Unsupervised domain adaptation has shown excellent effectiveness in the field of 3-D vision and has received widespread attention. However, most existing models focus exclusively on low-order geometric shape features of point clouds. In this article, an unsupervised domain adaptation framework for point clouds named HO-GSM is proposed to model high-order geometric structures of point clouds, which is able to further narrow the domain gap. Moreover, our method refines domain alignment to class level and improves the discriminability of target domain features by utilizing contrastive learning.

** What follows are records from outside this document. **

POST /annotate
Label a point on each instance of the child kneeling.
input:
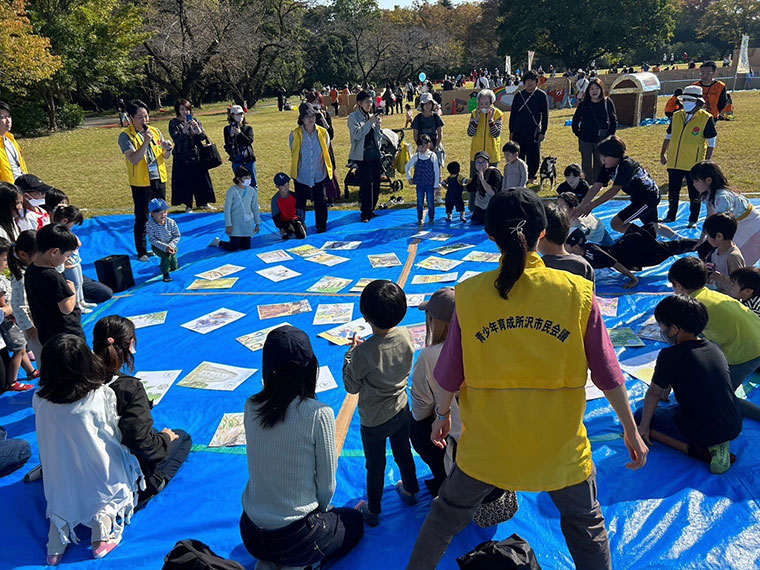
(707, 416)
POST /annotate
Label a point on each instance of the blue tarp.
(671, 514)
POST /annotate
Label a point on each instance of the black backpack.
(192, 554)
(513, 553)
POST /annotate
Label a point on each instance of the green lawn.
(86, 163)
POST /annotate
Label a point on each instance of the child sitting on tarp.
(706, 417)
(637, 248)
(284, 213)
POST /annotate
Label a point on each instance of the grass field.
(86, 163)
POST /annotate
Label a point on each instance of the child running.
(378, 370)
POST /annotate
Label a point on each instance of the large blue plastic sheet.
(671, 514)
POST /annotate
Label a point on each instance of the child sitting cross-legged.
(706, 417)
(378, 370)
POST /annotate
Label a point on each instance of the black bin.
(116, 272)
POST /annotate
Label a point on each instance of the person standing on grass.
(146, 152)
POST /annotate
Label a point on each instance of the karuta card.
(255, 341)
(278, 273)
(149, 319)
(276, 256)
(384, 260)
(220, 272)
(213, 321)
(334, 314)
(329, 284)
(434, 263)
(442, 278)
(204, 284)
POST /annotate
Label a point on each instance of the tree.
(577, 33)
(25, 55)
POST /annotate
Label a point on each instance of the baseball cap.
(157, 205)
(280, 179)
(440, 305)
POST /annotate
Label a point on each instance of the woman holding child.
(522, 414)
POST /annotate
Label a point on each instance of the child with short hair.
(378, 370)
(516, 170)
(242, 217)
(52, 298)
(746, 287)
(454, 184)
(284, 211)
(90, 477)
(426, 178)
(163, 234)
(706, 417)
(726, 257)
(730, 325)
(574, 181)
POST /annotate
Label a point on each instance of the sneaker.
(372, 519)
(720, 458)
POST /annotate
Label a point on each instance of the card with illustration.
(329, 285)
(213, 321)
(624, 336)
(278, 273)
(360, 285)
(325, 380)
(608, 306)
(215, 376)
(276, 256)
(441, 278)
(334, 314)
(157, 383)
(451, 248)
(327, 259)
(220, 272)
(434, 263)
(149, 319)
(342, 334)
(482, 257)
(204, 284)
(255, 341)
(384, 260)
(342, 245)
(231, 431)
(283, 309)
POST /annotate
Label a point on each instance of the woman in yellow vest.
(145, 151)
(12, 163)
(310, 164)
(522, 412)
(689, 140)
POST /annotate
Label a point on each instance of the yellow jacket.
(687, 140)
(6, 172)
(523, 397)
(138, 173)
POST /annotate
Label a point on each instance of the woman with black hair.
(290, 436)
(522, 413)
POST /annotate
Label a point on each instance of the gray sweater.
(291, 465)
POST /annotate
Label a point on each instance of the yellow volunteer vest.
(138, 173)
(687, 142)
(523, 397)
(6, 172)
(295, 152)
(483, 139)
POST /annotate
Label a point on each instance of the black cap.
(32, 183)
(518, 210)
(286, 348)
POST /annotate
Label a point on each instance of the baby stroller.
(389, 147)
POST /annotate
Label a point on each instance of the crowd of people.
(93, 418)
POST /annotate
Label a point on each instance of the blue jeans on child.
(421, 194)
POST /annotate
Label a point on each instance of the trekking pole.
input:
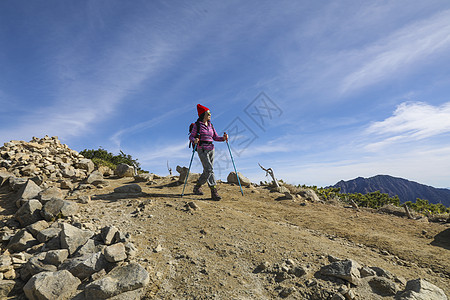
(237, 176)
(189, 170)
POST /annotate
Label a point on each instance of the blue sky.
(317, 90)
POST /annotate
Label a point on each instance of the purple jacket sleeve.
(216, 137)
(193, 133)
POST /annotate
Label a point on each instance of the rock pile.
(47, 254)
(346, 280)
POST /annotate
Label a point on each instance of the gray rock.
(56, 257)
(47, 234)
(5, 263)
(38, 226)
(4, 176)
(16, 184)
(59, 285)
(420, 289)
(29, 190)
(73, 238)
(59, 208)
(115, 253)
(6, 286)
(108, 234)
(35, 265)
(128, 189)
(366, 272)
(124, 170)
(85, 164)
(50, 194)
(95, 178)
(346, 269)
(90, 247)
(243, 180)
(29, 212)
(143, 177)
(193, 177)
(383, 286)
(120, 280)
(21, 241)
(84, 266)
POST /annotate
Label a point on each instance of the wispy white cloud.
(403, 50)
(411, 121)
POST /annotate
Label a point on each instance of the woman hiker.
(203, 137)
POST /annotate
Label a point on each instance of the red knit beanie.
(201, 109)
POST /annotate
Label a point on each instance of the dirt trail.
(211, 252)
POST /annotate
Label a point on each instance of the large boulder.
(193, 177)
(50, 193)
(85, 164)
(29, 190)
(128, 189)
(59, 208)
(95, 178)
(29, 212)
(420, 289)
(243, 180)
(73, 238)
(6, 286)
(84, 266)
(120, 280)
(124, 170)
(346, 269)
(60, 285)
(21, 241)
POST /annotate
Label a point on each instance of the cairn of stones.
(45, 252)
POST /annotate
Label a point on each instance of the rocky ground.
(257, 246)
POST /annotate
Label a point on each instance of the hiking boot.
(197, 190)
(214, 195)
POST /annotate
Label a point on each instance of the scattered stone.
(84, 199)
(56, 257)
(193, 177)
(73, 238)
(143, 177)
(29, 212)
(121, 279)
(50, 194)
(124, 170)
(108, 233)
(128, 189)
(95, 178)
(51, 285)
(21, 241)
(419, 289)
(232, 178)
(37, 226)
(86, 164)
(29, 190)
(6, 286)
(346, 269)
(115, 253)
(47, 234)
(84, 266)
(383, 286)
(287, 291)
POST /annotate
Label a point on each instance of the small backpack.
(198, 131)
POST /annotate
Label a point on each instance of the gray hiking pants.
(207, 159)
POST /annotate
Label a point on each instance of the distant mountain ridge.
(405, 189)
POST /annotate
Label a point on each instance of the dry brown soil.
(211, 252)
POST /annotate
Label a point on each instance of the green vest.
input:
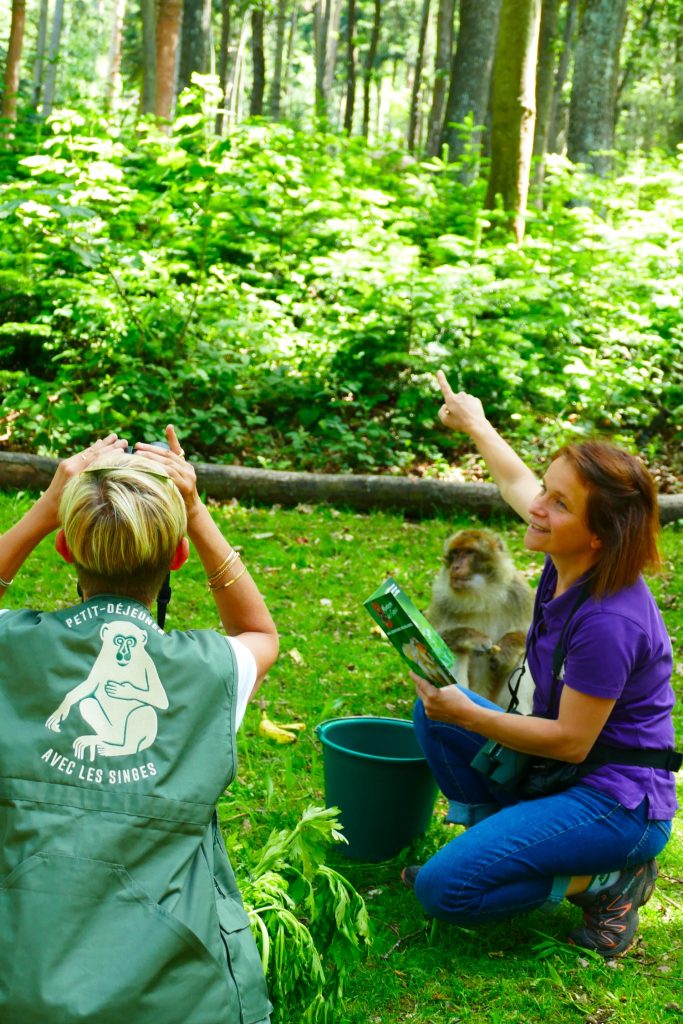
(118, 903)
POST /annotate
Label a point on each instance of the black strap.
(514, 681)
(163, 600)
(605, 754)
(560, 651)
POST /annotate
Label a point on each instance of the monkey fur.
(481, 606)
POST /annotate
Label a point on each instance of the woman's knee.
(443, 897)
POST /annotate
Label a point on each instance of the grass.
(314, 566)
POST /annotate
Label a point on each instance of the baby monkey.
(481, 605)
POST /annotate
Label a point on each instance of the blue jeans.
(519, 855)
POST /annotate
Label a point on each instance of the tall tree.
(114, 60)
(237, 76)
(290, 49)
(327, 15)
(558, 116)
(417, 76)
(350, 67)
(222, 61)
(441, 74)
(39, 65)
(53, 57)
(279, 55)
(332, 43)
(369, 67)
(545, 80)
(148, 96)
(258, 62)
(514, 110)
(470, 73)
(194, 40)
(591, 131)
(676, 128)
(169, 14)
(11, 81)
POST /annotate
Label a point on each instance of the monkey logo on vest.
(120, 697)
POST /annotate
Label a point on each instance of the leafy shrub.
(286, 297)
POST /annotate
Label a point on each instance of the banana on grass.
(285, 733)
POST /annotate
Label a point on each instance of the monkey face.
(471, 557)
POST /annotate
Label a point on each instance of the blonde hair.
(123, 519)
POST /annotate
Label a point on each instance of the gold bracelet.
(225, 564)
(229, 583)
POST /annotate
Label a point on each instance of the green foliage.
(286, 297)
(310, 924)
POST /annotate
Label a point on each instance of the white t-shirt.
(246, 664)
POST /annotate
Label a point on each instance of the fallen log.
(416, 496)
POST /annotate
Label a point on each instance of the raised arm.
(515, 480)
(242, 609)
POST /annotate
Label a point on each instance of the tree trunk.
(470, 77)
(148, 96)
(514, 109)
(52, 58)
(591, 132)
(222, 61)
(194, 41)
(350, 68)
(369, 70)
(39, 66)
(545, 81)
(676, 129)
(417, 77)
(11, 82)
(414, 496)
(321, 17)
(441, 75)
(169, 14)
(290, 49)
(276, 83)
(114, 62)
(237, 77)
(331, 44)
(258, 62)
(558, 115)
(639, 34)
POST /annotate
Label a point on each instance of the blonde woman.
(118, 901)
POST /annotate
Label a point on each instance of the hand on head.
(75, 464)
(173, 461)
(459, 412)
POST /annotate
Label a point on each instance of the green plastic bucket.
(376, 774)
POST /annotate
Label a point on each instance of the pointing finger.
(446, 390)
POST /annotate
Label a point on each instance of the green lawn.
(315, 565)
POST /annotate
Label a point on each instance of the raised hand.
(180, 471)
(459, 412)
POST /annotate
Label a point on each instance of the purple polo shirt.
(616, 647)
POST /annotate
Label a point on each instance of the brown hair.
(622, 511)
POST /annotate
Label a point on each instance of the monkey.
(119, 697)
(481, 606)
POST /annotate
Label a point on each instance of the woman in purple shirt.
(601, 660)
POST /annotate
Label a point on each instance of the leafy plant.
(310, 924)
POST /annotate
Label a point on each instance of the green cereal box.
(415, 639)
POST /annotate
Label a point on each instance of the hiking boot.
(610, 916)
(409, 875)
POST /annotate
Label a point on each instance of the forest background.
(271, 223)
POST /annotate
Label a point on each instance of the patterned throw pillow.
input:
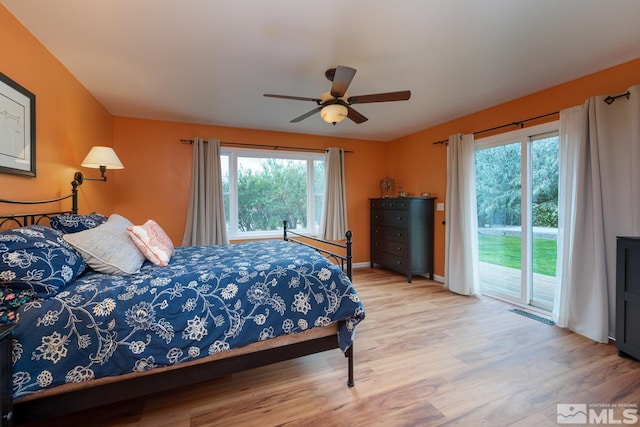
(108, 248)
(37, 260)
(153, 242)
(72, 223)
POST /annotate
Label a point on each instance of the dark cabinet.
(402, 234)
(628, 296)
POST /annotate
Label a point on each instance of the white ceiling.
(210, 61)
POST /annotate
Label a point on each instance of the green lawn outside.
(505, 251)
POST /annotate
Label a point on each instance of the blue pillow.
(10, 301)
(72, 223)
(36, 259)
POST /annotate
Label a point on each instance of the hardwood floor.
(423, 356)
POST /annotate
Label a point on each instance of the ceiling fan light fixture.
(334, 113)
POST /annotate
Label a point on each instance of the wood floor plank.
(423, 356)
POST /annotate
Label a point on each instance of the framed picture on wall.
(17, 128)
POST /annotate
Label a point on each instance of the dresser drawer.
(390, 218)
(396, 248)
(391, 261)
(380, 232)
(389, 204)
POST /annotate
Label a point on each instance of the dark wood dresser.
(628, 297)
(402, 234)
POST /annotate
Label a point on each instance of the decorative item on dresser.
(628, 297)
(402, 234)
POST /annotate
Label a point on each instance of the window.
(264, 187)
(517, 196)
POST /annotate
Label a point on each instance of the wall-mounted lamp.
(102, 158)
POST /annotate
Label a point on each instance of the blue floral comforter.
(208, 300)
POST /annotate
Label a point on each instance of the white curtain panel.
(461, 235)
(334, 223)
(599, 200)
(205, 216)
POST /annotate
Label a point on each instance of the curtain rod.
(518, 123)
(609, 99)
(275, 147)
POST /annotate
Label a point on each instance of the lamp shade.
(102, 156)
(334, 113)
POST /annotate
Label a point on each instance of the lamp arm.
(79, 178)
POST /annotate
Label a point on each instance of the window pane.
(498, 193)
(318, 191)
(269, 191)
(224, 166)
(545, 220)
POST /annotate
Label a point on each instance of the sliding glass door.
(517, 193)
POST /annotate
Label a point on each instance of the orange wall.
(155, 181)
(69, 120)
(421, 166)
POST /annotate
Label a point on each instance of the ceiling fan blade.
(355, 116)
(341, 80)
(380, 97)
(297, 98)
(305, 115)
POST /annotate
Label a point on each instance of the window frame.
(233, 154)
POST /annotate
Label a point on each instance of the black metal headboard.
(21, 220)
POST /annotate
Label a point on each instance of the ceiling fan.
(334, 106)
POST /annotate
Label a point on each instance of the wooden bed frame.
(70, 398)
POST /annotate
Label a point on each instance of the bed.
(104, 337)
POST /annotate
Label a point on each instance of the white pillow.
(108, 248)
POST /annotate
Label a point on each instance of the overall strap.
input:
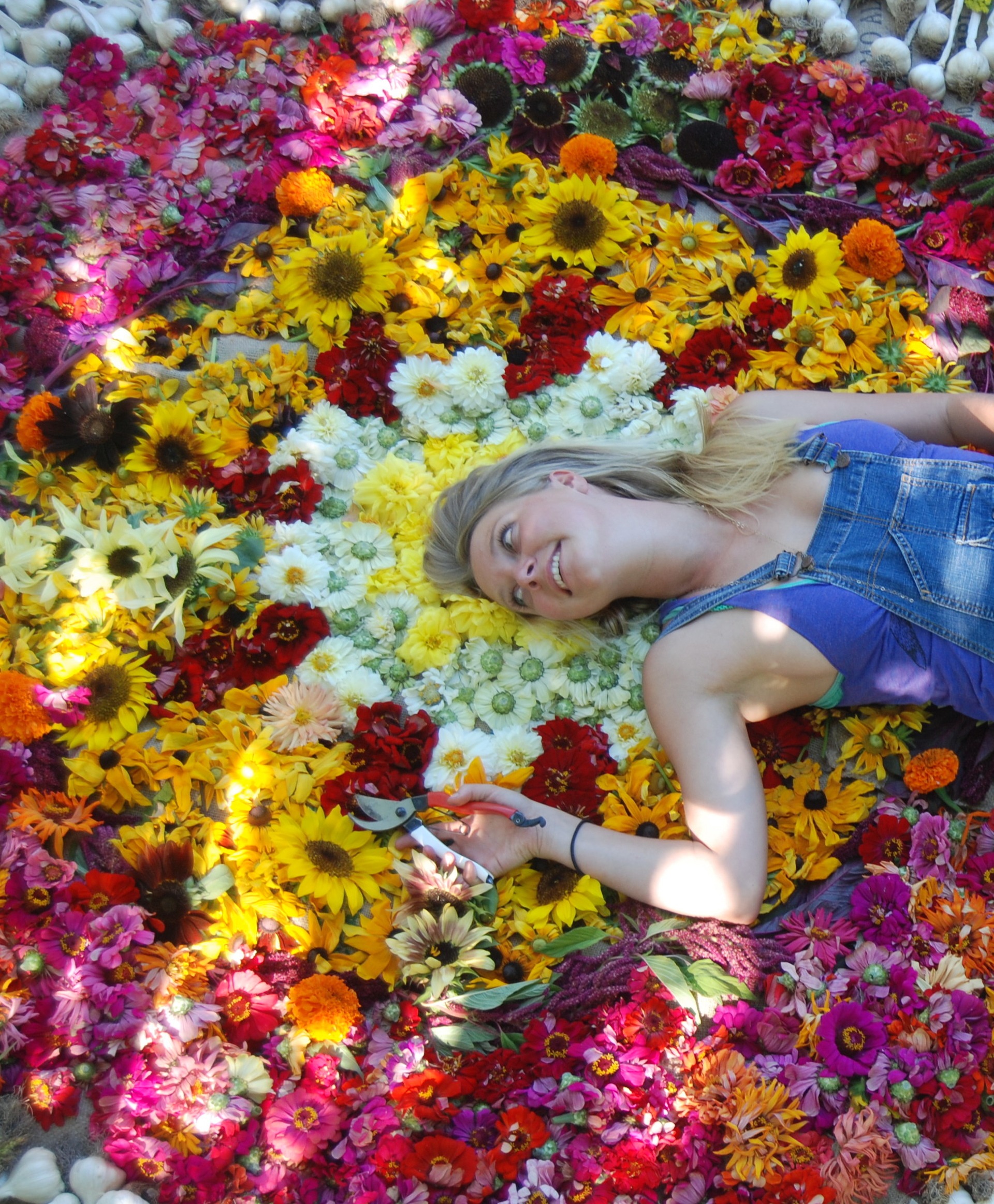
(781, 569)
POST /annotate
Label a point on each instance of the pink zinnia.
(742, 178)
(300, 1124)
(523, 58)
(446, 113)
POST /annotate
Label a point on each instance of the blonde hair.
(739, 462)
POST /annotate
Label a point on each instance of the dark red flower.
(712, 357)
(98, 891)
(291, 495)
(779, 740)
(486, 13)
(887, 840)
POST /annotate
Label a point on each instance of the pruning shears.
(385, 814)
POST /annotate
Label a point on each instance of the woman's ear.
(569, 479)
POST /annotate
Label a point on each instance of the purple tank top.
(879, 656)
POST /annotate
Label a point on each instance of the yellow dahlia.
(329, 859)
(581, 221)
(804, 270)
(319, 283)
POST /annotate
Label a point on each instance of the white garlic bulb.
(889, 57)
(820, 11)
(69, 23)
(40, 84)
(26, 12)
(34, 1179)
(790, 11)
(262, 10)
(933, 32)
(92, 1178)
(839, 36)
(12, 70)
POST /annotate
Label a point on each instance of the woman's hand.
(493, 841)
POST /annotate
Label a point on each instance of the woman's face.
(547, 553)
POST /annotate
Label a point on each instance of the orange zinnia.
(873, 248)
(304, 194)
(588, 154)
(35, 411)
(52, 815)
(325, 1006)
(932, 770)
(22, 721)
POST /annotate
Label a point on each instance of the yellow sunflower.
(804, 270)
(581, 221)
(119, 701)
(558, 894)
(172, 449)
(321, 283)
(329, 859)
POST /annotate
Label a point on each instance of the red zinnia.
(486, 13)
(99, 891)
(888, 840)
(248, 1007)
(712, 357)
(441, 1162)
(521, 1132)
(908, 143)
(633, 1166)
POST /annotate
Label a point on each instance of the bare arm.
(945, 418)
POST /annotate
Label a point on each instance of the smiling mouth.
(557, 576)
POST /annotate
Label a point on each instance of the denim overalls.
(915, 536)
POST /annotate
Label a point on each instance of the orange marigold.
(873, 248)
(35, 411)
(304, 194)
(932, 770)
(325, 1006)
(21, 718)
(588, 154)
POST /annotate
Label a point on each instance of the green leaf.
(668, 925)
(497, 996)
(569, 942)
(464, 1037)
(670, 974)
(710, 980)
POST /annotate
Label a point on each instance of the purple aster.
(523, 58)
(113, 931)
(880, 908)
(818, 935)
(445, 113)
(849, 1037)
(930, 848)
(645, 34)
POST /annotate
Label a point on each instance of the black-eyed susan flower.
(581, 222)
(319, 283)
(328, 859)
(804, 270)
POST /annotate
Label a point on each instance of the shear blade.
(381, 814)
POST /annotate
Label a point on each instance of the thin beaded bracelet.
(573, 846)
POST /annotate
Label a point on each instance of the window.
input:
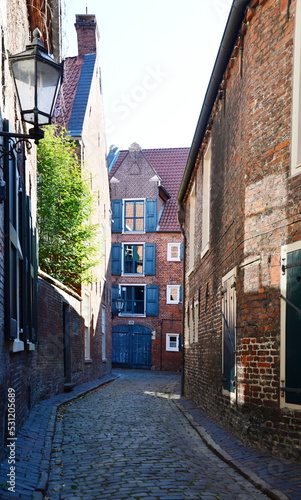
(290, 359)
(191, 227)
(174, 251)
(139, 300)
(206, 201)
(134, 216)
(296, 101)
(173, 294)
(229, 331)
(172, 342)
(133, 259)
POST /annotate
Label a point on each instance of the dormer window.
(134, 216)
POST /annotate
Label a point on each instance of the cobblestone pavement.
(129, 441)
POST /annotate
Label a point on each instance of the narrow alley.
(128, 440)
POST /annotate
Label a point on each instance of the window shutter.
(150, 259)
(151, 215)
(152, 300)
(115, 289)
(116, 216)
(116, 258)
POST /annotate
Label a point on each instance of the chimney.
(87, 34)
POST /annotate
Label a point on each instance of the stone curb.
(41, 488)
(251, 476)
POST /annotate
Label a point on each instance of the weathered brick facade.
(148, 175)
(254, 212)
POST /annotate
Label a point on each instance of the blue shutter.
(116, 216)
(151, 215)
(152, 300)
(150, 259)
(116, 258)
(115, 289)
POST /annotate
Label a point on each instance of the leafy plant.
(67, 238)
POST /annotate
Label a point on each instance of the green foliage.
(67, 246)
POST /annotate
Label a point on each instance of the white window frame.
(142, 315)
(103, 334)
(285, 249)
(124, 200)
(170, 251)
(122, 258)
(168, 342)
(168, 290)
(206, 201)
(230, 275)
(296, 99)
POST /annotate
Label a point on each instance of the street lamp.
(37, 78)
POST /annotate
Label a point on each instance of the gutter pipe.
(235, 19)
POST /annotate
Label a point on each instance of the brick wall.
(253, 207)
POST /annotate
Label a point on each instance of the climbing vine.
(67, 243)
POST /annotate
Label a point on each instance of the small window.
(133, 259)
(173, 294)
(172, 342)
(173, 251)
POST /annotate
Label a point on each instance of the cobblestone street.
(128, 440)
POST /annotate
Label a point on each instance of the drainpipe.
(233, 25)
(181, 218)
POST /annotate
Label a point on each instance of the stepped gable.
(64, 103)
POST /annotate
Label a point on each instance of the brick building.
(146, 257)
(18, 263)
(240, 210)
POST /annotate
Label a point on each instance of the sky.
(156, 60)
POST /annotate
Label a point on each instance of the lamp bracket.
(15, 144)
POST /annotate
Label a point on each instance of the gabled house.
(78, 329)
(240, 210)
(146, 256)
(18, 199)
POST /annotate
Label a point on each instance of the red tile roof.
(64, 103)
(169, 163)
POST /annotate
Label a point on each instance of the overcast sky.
(156, 61)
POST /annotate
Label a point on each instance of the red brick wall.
(254, 201)
(170, 315)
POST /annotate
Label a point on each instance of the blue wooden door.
(131, 346)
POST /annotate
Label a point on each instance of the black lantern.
(37, 78)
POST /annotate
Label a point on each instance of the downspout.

Point clouds can capture the precise geometric information of objects and scenes, which are an important source of 3-D data and one of the most popular 3-D geometric data structures for cognitions in many real-world applications like automatic driving and remote sensing. However, due to the influence of sensors and varieties of objects, the point clouds obtained by different devices may suffer obvious geometric changes, resulting in domain gaps that are prone to the neural networks trained in one domain failing to preserve the performance in other domains. To alleviate the above problem, this article proposes an unsupervised domain adaptation framework, named HO-GSM, as the first attempt to model high-order geometric structures of point clouds. First, we construct multiple self-supervised tasks to learn the invariant semantic and geometric features of the source and target domains, especially to capture the feature invariance of high-order geometric structures of point clouds. Second, the discriminative feature space of target domain is acquired by using contrastive learning to refine domain alignment to specific class level. Experiments on the PointDA-10 and GraspNetPC-10 collection of datasets show that the proposed HO-GSM can significantly outperform the state-of-the-art counterparts.